The duo then tried capsase-1 inhibitors and were able to block T cell death. In Greene’s lab, Thomas Packard is a talented young postdoc who identified a chemokine, or chemical messenger, called CCL2; it attracts T cells that carry a receptor called CCR2.
“Among the cells that come flying in are central memory T cells because they express CCR2,” adds Greene about CCR2-positive T cells. Such central memory T cells form an important part of the latent reservoir, he explains, adding, “We are currently studying whether CCL2 production depends on IFI16 action. It might even be possible to block this seeding of the reservoir with small molecules that block CCL2 binding to its CCR2 receptor.”

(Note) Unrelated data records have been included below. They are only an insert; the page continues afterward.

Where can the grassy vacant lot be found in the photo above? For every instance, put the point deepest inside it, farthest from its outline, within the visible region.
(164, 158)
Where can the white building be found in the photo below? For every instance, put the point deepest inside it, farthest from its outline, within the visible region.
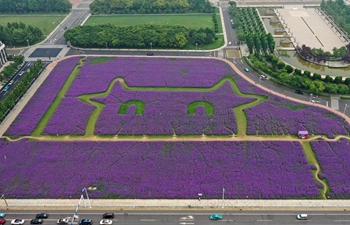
(3, 55)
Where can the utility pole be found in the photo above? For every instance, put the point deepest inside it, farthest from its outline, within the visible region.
(223, 197)
(3, 197)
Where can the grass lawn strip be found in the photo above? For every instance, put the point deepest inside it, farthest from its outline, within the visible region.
(47, 116)
(46, 23)
(312, 160)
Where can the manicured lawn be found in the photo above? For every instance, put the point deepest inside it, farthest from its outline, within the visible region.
(45, 22)
(191, 21)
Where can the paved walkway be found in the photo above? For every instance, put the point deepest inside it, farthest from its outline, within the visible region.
(218, 204)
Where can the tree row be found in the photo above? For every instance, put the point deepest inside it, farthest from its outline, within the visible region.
(141, 36)
(149, 6)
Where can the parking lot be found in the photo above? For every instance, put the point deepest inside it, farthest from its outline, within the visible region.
(309, 28)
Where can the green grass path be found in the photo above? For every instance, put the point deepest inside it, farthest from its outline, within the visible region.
(312, 160)
(56, 102)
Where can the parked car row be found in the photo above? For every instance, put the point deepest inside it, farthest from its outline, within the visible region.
(39, 219)
(219, 217)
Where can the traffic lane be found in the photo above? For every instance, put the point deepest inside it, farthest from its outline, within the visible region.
(139, 53)
(73, 20)
(76, 20)
(240, 64)
(230, 33)
(189, 218)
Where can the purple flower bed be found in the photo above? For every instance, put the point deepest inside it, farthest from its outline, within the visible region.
(155, 169)
(30, 116)
(70, 117)
(166, 112)
(149, 71)
(281, 116)
(334, 160)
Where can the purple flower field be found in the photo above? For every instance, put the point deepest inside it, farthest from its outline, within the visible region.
(334, 158)
(30, 116)
(149, 72)
(275, 116)
(70, 117)
(156, 169)
(166, 112)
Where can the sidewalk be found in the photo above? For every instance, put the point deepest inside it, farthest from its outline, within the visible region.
(173, 204)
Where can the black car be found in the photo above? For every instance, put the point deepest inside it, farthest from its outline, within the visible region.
(36, 221)
(299, 92)
(108, 215)
(42, 215)
(86, 222)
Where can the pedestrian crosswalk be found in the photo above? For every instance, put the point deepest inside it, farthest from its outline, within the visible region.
(186, 220)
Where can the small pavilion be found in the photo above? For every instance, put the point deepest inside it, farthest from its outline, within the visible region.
(302, 134)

The renewed focus on the host immune side of HIV disease has also revealed an additional hurdle: B cell follicles. These are clusters of B cells that also contain a subset of immune cells called T-follicular helper cells. An immunology team led by Louis Picker at the Oregon Health & Science University, working with colleagues Jake Estes, Jeff Lifson, and others, has suggested that T-follicular helper cells form an important part of the latent reservoir. But the body’s immune soldiers—HIV-specific T cells (also known as cytotoxic T-lymphocytes or CTLs) and natural killer cells—can’t penetrate the B cell follicle compartment to get to the latently infected T cells.[ii]

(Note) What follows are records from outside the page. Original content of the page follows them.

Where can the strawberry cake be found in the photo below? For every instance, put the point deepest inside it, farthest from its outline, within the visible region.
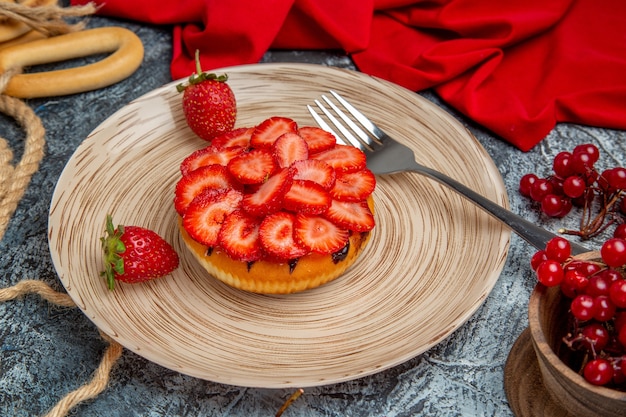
(275, 208)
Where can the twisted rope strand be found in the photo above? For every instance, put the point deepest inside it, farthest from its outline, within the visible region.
(46, 19)
(14, 181)
(112, 353)
(97, 384)
(34, 286)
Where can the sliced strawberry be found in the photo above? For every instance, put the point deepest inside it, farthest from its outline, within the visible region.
(318, 234)
(317, 139)
(343, 158)
(289, 148)
(353, 186)
(239, 237)
(268, 198)
(208, 177)
(266, 133)
(253, 167)
(305, 196)
(276, 237)
(206, 213)
(355, 216)
(315, 170)
(236, 137)
(209, 156)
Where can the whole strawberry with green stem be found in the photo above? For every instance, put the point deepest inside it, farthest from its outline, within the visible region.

“The B cell follicle appears to be an immune privileged site,” says Greene, stressing, “We really need to figure out a way to get killer cells in there.” Over at the National Institutes of Health, HIV vaccine researchers Barbara Felber and George Pavlakis think the cytokine interleukin 15 (IL-15) may be the key to helping CTL cells breach the B cell follicle. [iii] “It’s really important that we are able to deliver the kill mechanism to where the latently infected cells are,” Greene adds, pointing to a critical target of new remission and cure studies.

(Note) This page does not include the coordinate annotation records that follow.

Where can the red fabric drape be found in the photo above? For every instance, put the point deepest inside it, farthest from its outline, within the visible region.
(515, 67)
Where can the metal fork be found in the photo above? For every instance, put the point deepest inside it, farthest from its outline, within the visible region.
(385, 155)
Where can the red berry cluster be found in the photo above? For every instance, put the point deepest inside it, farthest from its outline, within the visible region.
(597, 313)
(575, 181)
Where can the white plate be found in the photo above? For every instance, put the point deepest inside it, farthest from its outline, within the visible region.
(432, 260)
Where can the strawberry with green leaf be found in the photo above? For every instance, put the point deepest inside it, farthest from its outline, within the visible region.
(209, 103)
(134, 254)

Greene is eager to study whether capsase-1 inhibitors might be able to curb inflammation and limit the initial seeding of the reservoir in acutely-infected individuals. His lab is also collaborating with researchers looking at the effects of capsase-1 inhibitors in other viral diseases including influenza, avian influenza, and Venezuelan equine encephalitis (VEE). “I think host dependent pathways of cell death and inflammation are likely playing out in many types of viral infections. HIV may simply be the first of many,” adds Greene. He began his immunology career working on congenital immunodeficiency and seeks insights from other diseases to understand HIV latency.
Coronaviruses may offer a model: “Most of the inflammatory response in the lungs is not the virus itself but the host response to the virus,” Greene explains. In HIV, he says, “What the inflammation does is ramp up the disease, causing changes in the lungs.”
Given these insights, can we try to reprogram the immune system to block the cellular messages that lead to cell death and inflammation? And in the process, can we block development of various viral diseases? Greene hopes so.
Here, nature offers an evolutionary model—more than one. Many studies show that non-human primates infected with simian viruses in the same family as HIV don’t get sick and have only minimal levels of inflammation, even though they have viral loads higher than seen in untreated human AIDS patients. “It’s not an attenuation of the virus; it’s attenuation of some host process that produces the disease,” explains Greene, who says animal studies offer important comparative models for new human remission studies. “I guess if we gave humans another 100,000 to a million years of evolution, we’d get with HIV where many monkeys are with their SIVs,” he sums up. “But we’d like to get there faster.”